After another round of shaking and jerking, he rolled over, sat up, and held out his hand. Fortunately, Malcolm had left the boy’s shirt on as the covers fell away from his body. Moving to the tray of food by the bed, she poured him a glass of goat’s milk before turning back.
She wrapped his fingers around the glass then guided the cup until the edge touched his lip. He opened and began drinking obediently. When she tried to pull the cup away, he fought her and continued drinking until the milk was gone. His eyes still closed, and probably more asleep than awake, he burped loudly, and wiped the back of his hand across his lips before he flopped back down. In seconds, he was making soft snoring sounds as he returned to the sleep he so badly needed.
After tucking the covers around him, Fiona went to her nanny’s room and pulled the blanket off the bed. Wrapping it around herself, she settled into the rocking chair. The room was warm enough, but the fire would need tending throughout the night. Her charge would need tending throughout the night as well, and with the healer busy it would be up to her to see that John David Hart survived and carried on his family line.
The boy slept for two solid days, waking only enough to use the chamber pot, and consume the milk, or porridge, or honey-laced tea she forced on him at regular intervals. The maid, Heather, finally arrived at daybreak the first morning, taking over watch so that Fiona could fall into the bed in her nanny’s room for a few hours’ sleep. Malcolm helped the lad with the bodily functions while the women stepped out into the hall. The gathering ended, and soon the castle was empty of all except those who lived and worked within its walls on a daily basis.
Late on the morning of the third day, John David stirred, stretched, and woke up fully. Fiona was reading a book when he sat up and looked around.
“Good morning,”
she said laying her book aside and rising. “How are you feeling?”
Instead of answering, he looked at her, his blue-gray eyes sharp and assessing. Then a glowing heat filled them.

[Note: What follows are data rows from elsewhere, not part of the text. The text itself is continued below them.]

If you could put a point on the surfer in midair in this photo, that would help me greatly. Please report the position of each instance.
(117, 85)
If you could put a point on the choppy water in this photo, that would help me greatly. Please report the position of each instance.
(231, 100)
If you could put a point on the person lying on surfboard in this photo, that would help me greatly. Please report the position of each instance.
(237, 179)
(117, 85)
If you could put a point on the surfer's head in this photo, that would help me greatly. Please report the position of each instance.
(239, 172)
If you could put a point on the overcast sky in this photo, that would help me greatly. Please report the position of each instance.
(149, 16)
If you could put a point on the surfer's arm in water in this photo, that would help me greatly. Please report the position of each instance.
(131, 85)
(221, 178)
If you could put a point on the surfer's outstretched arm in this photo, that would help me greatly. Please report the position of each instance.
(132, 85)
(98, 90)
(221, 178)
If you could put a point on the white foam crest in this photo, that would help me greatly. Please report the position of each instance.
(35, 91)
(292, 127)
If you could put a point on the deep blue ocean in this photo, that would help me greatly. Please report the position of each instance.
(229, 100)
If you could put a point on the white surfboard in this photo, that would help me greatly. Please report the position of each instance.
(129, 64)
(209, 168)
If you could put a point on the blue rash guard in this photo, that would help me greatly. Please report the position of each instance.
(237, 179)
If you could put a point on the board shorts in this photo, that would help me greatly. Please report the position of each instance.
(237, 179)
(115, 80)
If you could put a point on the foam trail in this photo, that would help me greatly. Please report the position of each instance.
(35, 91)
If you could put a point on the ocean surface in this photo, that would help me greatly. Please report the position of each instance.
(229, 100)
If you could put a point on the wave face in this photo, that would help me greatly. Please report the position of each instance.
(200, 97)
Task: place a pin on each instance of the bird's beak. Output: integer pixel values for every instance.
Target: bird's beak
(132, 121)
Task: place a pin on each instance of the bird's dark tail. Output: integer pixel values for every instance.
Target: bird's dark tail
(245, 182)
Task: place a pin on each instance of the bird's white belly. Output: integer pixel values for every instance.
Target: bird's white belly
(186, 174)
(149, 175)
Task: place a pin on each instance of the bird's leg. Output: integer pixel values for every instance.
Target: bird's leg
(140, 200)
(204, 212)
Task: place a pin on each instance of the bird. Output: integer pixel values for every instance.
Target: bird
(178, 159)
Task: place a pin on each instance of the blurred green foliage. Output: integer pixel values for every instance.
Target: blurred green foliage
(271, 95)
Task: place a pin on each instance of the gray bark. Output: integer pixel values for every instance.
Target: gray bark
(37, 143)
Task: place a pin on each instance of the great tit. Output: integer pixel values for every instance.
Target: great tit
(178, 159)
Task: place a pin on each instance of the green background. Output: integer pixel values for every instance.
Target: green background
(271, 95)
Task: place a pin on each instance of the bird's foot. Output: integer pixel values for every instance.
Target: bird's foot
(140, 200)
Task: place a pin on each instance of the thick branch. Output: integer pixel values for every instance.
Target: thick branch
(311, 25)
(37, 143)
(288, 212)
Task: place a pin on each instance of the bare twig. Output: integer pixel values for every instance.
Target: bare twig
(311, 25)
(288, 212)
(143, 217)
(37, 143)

Fiona had seen that look before, usually in men on their way to the tavern, the kitchens, or some other place to prowl for a woman’s gentle touch. He was so small, she had a hard time thinking of him as a man, but after pledging his fealty to the clan just days before, she knew her father would think of him as a man fully grown.
“John David?”
His eyes widened, and he shifted in the bed. His gaze cut away from hers to look around the room before it came back to meet hers once more. Clearing his throat, he stared deep into her eyes for several long, long moments.
Finally he swallowed hard and said, “Say yes, and ye’ll be the last woman I’ll ever love.”